Read more about symptoms, diagnosis and treatment of syphilis.
Onset of symptoms
The first symptoms of syphilis usually show between 10 and 90 days after infection.
How it spreads
Syphilis most often spreads through unprotected skin-to-skin contact during vaginal, anal or oral sex.
Congenital syphilis gets passed on to the baby during pregnancy through the placenta or during delivery.
Syphilis can less commonly spread by:
Infectious period
Syphilis is most contagious during the primary, secondary and early latent stages (within 2 years of infection).
Generally, people are not considered infectious during tertiary and late latent stages (after 2 years of infection).
Transmission to a baby during pregnancy can occur at any stage of syphilis infection.
Prevention
Protecting yourself
There is no vaccine for syphilis.
The best way to protect yourself against syphilis is to:
- get regular sexual health checks
- avoid sexual activity with anyone with syphilis symptoms until they have sought medical advice and testing
- practise safe sex
- get tested if you are pregnant – your healthcare professional will tell you when to get this done
- know the symptoms and what to do if you develop them
- speak to your healthcare professional to discuss other prevention and treatment options for syphilis.
Congenital syphilis is preventable. The best way to protect your baby is to get tested at least 3 times if you are pregnant. Your healthcare professional will tell you when to get this done.
Protecting others
If you’ve been diagnosed with syphilis, you should:
- not have any sexual contact for 7 days after you complete your treatment or until symptoms have resolved (whichever is longer)
- get regular sexual health check-ups, even after you have been treated because you can still get it again
- tell anyone you have had sex with during the past 12 months, so that they can get tested and treated – you can do this anonymously through:
- not have sex with current or previous partners until they all:
- have been tested
- have been treated, if necessary
- are no longer infectious.
Priority groups and settings
Some people are at greater risk of getting syphilis or of getting very sick from it.

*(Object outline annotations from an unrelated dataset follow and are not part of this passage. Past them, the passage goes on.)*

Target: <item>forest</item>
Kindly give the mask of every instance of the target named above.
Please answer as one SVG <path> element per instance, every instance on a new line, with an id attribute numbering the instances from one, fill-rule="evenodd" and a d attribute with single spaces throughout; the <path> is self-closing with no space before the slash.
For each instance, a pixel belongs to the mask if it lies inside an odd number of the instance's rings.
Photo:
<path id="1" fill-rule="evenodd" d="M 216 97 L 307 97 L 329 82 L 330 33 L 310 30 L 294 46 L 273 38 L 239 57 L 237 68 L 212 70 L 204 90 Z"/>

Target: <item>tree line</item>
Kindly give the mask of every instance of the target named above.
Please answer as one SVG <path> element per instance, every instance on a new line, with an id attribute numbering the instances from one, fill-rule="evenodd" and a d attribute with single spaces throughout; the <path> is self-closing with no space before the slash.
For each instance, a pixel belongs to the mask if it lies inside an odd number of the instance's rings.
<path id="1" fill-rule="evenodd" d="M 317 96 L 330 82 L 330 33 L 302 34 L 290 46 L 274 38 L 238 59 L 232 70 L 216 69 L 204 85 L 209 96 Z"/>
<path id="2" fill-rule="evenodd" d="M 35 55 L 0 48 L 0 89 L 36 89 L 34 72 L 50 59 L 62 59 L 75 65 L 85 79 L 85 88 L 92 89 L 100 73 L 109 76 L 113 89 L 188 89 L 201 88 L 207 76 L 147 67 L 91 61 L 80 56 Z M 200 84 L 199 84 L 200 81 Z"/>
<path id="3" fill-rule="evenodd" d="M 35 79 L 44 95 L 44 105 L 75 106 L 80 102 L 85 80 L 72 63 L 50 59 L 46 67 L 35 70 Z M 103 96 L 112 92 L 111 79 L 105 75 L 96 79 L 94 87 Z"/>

Syphilis can also spread within sexual networks and in settings with frequent sexual activity between different partners, such as:
- venues that offer sex on premises
- parties or other social events where intimate contact occurs.
If you are at greater risk, it is especially important to take steps to protect yourself and see a healthcare professional if you are exposed to syphilis or develop symptoms.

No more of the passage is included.